On September 14, the day-ahead auction cleared at new records across the board, with prices peaking at £1,675.30 per MWh for EPEX and £1,750 per MWh for Nordpool. That is a significant increase on the previous record price, with EPEX peaking at £1,500 per MWh on January 14, 2021, and Nordpool peaking a day earlier at £1,499.62 per MWh.
Volume weighted baseload prices also set new records at £461.17 per MWh for EPEX and £379.82 per MWh for Nordpool. This follows record pricing set just last week, where it was £281.11 per MWh for EPEX and £285.99 per MWh for Nordpool.
Phil Hewitt, director at EnAppSys, commented, “These high prices are being set by some generators sitting out of the wholesale market to get higher prices in the balancing mechanism.”
It’s unsurprising to see some generators want to take advantage of higher prices in the balancing mechanism, which hit a record high of £4,037.80 per MWh on September 9. However, all these high prices are also having an impact on interconnector capacity prices.

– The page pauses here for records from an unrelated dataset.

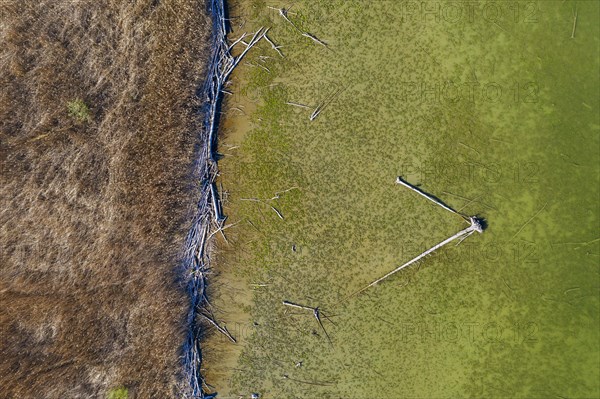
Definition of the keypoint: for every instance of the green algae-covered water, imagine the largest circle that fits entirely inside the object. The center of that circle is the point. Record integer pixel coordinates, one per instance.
(490, 106)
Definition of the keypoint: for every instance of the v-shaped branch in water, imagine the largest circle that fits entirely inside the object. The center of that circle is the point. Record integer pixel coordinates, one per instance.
(316, 312)
(476, 225)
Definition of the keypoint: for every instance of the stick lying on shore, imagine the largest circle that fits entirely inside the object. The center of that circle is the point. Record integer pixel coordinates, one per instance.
(476, 225)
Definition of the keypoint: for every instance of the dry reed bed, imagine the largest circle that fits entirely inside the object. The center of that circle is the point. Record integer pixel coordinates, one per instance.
(94, 213)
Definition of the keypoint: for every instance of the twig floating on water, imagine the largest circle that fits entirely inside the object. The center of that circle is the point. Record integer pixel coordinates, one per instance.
(274, 46)
(298, 105)
(476, 225)
(222, 330)
(314, 38)
(316, 313)
(574, 23)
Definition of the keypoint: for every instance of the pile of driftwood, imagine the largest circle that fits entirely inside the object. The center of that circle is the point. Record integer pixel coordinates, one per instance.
(209, 215)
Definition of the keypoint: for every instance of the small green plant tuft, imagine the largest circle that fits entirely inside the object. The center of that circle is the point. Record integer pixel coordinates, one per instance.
(79, 110)
(118, 393)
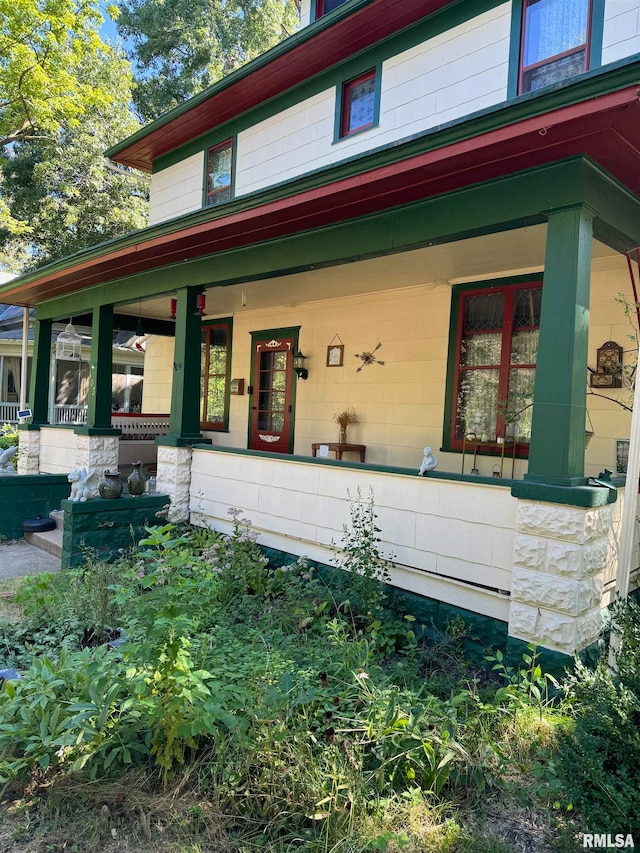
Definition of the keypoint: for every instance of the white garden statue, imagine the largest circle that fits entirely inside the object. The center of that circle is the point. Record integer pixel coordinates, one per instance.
(429, 461)
(84, 484)
(6, 465)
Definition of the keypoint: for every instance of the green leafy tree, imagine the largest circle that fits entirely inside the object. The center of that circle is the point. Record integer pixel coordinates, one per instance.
(60, 193)
(181, 47)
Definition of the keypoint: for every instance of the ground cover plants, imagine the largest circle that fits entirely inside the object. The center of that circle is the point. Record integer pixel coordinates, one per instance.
(246, 707)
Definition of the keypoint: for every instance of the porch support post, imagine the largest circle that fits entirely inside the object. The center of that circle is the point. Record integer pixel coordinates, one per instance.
(556, 452)
(174, 449)
(184, 419)
(99, 402)
(38, 398)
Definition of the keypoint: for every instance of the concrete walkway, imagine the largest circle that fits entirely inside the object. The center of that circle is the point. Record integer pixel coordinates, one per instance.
(18, 558)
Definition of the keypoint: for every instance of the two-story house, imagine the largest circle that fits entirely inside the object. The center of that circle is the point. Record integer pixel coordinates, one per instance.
(434, 202)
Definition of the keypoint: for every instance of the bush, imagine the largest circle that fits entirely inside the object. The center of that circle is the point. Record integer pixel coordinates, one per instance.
(600, 759)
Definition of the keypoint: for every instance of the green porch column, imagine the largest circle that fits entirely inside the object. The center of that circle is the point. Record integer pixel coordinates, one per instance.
(184, 421)
(39, 391)
(556, 453)
(99, 402)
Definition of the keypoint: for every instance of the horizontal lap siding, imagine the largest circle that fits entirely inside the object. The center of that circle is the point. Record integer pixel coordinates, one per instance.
(440, 534)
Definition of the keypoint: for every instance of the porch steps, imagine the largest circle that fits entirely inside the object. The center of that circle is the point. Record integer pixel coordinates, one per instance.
(49, 540)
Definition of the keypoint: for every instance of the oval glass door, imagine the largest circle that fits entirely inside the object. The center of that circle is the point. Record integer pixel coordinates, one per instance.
(271, 403)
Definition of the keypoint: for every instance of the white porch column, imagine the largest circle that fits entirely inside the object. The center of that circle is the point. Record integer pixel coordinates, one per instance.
(174, 478)
(97, 451)
(29, 451)
(559, 567)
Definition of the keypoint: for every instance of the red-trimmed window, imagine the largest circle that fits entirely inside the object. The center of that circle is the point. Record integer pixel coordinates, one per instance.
(497, 347)
(215, 361)
(555, 41)
(219, 173)
(323, 7)
(358, 108)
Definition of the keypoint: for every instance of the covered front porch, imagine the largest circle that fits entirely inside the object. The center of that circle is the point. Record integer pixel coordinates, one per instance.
(532, 549)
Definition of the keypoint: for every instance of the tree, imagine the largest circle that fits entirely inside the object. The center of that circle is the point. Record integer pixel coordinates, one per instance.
(44, 48)
(59, 191)
(183, 46)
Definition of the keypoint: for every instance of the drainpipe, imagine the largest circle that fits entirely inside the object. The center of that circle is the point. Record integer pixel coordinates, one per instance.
(24, 391)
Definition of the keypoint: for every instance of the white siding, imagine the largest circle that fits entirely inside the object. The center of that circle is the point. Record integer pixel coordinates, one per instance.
(621, 35)
(449, 76)
(443, 535)
(177, 190)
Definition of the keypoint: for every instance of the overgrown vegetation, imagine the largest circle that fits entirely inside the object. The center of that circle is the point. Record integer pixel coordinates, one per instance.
(252, 707)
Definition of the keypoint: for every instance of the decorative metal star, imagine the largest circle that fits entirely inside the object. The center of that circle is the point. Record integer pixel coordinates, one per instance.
(368, 358)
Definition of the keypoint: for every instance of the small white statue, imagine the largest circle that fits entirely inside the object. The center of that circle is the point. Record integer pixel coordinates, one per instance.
(6, 466)
(429, 461)
(84, 484)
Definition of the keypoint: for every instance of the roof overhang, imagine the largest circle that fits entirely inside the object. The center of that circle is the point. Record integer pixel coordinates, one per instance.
(305, 54)
(605, 129)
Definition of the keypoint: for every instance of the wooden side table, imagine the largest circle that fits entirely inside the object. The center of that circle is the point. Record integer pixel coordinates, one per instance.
(339, 448)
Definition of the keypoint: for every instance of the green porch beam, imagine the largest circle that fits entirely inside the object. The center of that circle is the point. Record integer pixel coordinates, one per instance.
(184, 418)
(39, 391)
(100, 380)
(556, 454)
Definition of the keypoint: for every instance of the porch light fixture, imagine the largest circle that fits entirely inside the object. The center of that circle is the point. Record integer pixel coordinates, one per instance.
(201, 304)
(68, 344)
(298, 365)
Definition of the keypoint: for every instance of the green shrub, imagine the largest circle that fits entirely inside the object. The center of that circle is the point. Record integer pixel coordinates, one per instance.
(599, 760)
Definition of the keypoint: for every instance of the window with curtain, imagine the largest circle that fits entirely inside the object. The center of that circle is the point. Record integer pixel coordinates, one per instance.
(497, 347)
(215, 367)
(555, 42)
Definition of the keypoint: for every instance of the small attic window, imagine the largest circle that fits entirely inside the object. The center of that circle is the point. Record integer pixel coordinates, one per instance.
(323, 7)
(219, 173)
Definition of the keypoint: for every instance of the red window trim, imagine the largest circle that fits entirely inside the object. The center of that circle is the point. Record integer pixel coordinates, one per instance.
(586, 46)
(228, 143)
(212, 426)
(345, 130)
(522, 449)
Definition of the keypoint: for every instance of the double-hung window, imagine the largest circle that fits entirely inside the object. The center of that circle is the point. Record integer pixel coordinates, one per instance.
(215, 370)
(219, 174)
(497, 347)
(555, 41)
(359, 104)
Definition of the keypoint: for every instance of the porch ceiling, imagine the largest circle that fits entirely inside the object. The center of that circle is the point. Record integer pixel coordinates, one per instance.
(490, 256)
(606, 129)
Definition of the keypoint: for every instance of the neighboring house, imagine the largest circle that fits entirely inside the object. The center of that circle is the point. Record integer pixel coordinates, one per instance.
(434, 202)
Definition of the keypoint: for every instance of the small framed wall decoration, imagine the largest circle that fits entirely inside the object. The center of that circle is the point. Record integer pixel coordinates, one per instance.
(335, 352)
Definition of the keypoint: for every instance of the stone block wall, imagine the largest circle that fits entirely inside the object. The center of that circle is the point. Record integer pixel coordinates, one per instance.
(561, 556)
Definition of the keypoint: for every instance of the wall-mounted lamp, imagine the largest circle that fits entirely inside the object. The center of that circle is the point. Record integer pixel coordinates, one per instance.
(201, 303)
(298, 365)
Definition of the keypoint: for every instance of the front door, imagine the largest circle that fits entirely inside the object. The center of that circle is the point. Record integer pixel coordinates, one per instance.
(271, 401)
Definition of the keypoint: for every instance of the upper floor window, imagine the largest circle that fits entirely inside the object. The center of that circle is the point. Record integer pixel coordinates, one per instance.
(215, 366)
(497, 348)
(555, 42)
(359, 104)
(219, 173)
(323, 7)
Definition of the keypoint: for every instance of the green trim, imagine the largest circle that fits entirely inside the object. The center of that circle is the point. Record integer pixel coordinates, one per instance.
(515, 45)
(39, 392)
(556, 450)
(582, 496)
(339, 105)
(508, 202)
(263, 334)
(228, 322)
(234, 154)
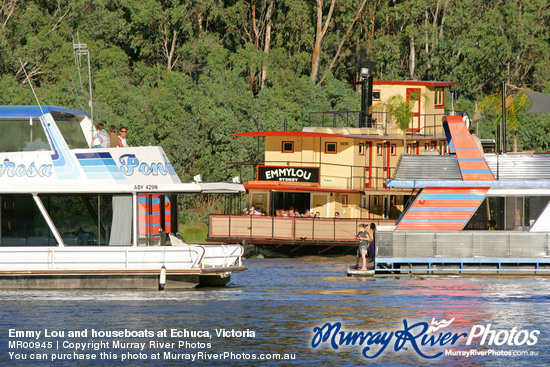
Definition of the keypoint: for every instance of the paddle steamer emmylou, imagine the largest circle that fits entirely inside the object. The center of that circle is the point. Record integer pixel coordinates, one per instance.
(74, 217)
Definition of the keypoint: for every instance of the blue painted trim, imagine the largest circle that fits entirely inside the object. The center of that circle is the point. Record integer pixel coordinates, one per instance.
(468, 260)
(34, 111)
(450, 197)
(416, 184)
(441, 209)
(434, 220)
(471, 159)
(97, 162)
(476, 171)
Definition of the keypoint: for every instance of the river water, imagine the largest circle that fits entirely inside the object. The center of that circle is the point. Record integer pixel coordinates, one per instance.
(278, 303)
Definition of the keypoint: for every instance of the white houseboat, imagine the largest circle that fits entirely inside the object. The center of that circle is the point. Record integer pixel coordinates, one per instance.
(75, 217)
(470, 212)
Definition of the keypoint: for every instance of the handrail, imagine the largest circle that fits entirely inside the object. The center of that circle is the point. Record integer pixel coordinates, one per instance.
(354, 181)
(274, 228)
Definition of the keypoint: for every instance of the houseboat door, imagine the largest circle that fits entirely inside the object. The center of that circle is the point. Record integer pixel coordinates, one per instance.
(321, 203)
(155, 216)
(413, 94)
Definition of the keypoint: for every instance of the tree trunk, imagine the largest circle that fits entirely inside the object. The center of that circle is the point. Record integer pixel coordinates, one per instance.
(412, 60)
(267, 42)
(319, 34)
(337, 56)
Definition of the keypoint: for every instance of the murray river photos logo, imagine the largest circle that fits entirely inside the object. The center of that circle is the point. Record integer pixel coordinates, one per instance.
(428, 340)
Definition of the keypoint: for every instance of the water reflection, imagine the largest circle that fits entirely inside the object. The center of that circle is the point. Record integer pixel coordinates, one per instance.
(282, 300)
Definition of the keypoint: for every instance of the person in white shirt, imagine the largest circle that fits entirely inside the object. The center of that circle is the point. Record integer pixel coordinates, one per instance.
(101, 138)
(122, 137)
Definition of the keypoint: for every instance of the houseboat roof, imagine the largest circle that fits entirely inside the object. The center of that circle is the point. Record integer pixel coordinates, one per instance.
(35, 111)
(346, 135)
(414, 82)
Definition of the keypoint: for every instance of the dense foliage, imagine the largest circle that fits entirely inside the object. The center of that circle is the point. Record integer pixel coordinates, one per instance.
(189, 74)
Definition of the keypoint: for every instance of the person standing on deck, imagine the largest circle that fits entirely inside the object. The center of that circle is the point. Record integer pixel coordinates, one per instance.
(363, 237)
(113, 139)
(371, 250)
(101, 138)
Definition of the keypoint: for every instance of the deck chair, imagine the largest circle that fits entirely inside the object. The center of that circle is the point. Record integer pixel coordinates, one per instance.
(176, 240)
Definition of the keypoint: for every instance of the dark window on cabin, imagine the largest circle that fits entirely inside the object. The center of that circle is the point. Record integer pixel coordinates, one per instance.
(22, 135)
(514, 213)
(330, 148)
(91, 219)
(288, 147)
(23, 223)
(72, 133)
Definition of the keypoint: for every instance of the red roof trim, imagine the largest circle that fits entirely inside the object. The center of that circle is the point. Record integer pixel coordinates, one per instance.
(412, 82)
(302, 134)
(295, 188)
(327, 135)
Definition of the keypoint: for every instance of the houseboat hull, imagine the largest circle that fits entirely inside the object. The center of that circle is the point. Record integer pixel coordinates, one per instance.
(118, 268)
(463, 253)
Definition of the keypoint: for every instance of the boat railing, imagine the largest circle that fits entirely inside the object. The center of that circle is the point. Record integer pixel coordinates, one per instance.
(101, 258)
(222, 255)
(422, 124)
(229, 227)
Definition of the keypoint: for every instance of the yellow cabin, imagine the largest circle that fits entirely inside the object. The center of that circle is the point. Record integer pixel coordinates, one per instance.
(341, 171)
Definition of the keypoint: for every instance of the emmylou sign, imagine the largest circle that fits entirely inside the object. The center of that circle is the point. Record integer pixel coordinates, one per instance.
(288, 174)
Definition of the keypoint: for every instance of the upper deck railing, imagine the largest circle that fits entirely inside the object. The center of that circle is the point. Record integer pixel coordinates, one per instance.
(290, 230)
(422, 125)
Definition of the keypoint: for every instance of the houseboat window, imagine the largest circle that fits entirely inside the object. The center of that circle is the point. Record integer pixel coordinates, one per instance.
(288, 147)
(330, 148)
(439, 97)
(286, 200)
(23, 223)
(364, 201)
(156, 213)
(72, 132)
(88, 219)
(22, 135)
(510, 213)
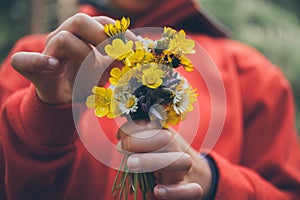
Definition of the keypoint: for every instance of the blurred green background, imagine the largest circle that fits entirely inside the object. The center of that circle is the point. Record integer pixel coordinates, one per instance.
(271, 26)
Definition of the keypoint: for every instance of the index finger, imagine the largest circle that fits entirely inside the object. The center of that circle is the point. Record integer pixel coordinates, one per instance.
(84, 27)
(135, 126)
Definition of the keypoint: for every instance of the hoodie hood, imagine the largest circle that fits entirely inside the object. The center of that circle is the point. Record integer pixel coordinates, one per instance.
(178, 14)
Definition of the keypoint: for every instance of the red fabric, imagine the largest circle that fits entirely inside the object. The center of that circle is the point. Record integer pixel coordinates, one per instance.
(257, 154)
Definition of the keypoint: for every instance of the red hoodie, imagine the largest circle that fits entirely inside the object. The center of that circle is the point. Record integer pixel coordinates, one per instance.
(256, 156)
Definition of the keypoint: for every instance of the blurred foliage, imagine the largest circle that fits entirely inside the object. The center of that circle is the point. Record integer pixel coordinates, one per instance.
(14, 23)
(271, 26)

Hewitt continued, “We are also seeing interconnector capacity prices peaking at very high levels; this is a consequence of the new trading arrangements as a result of Brexit. Previously, implicit market coupling would have cleared these prices at a much lower level. The more aggressive interconnector capacity prices are feeding through to longer-term capacity prices on the interconnectors. Generally, the new trading arrangements are feeding into much higher costs for using the interconnectors compared to before 1st January 2021.
“We are surprised by the extent of these high prices because the market appears to be no more volatile than last week. It does feel that prices are overshooting.
“Looking ahead, Wednesday and Thursday look even more volatile compared to tomorrow, so we suspect that this is not the end of the high prices for this week.”
Signs of Brexit causing higher energy prices were already showing earlier this year, but since then things appear to be getting worse.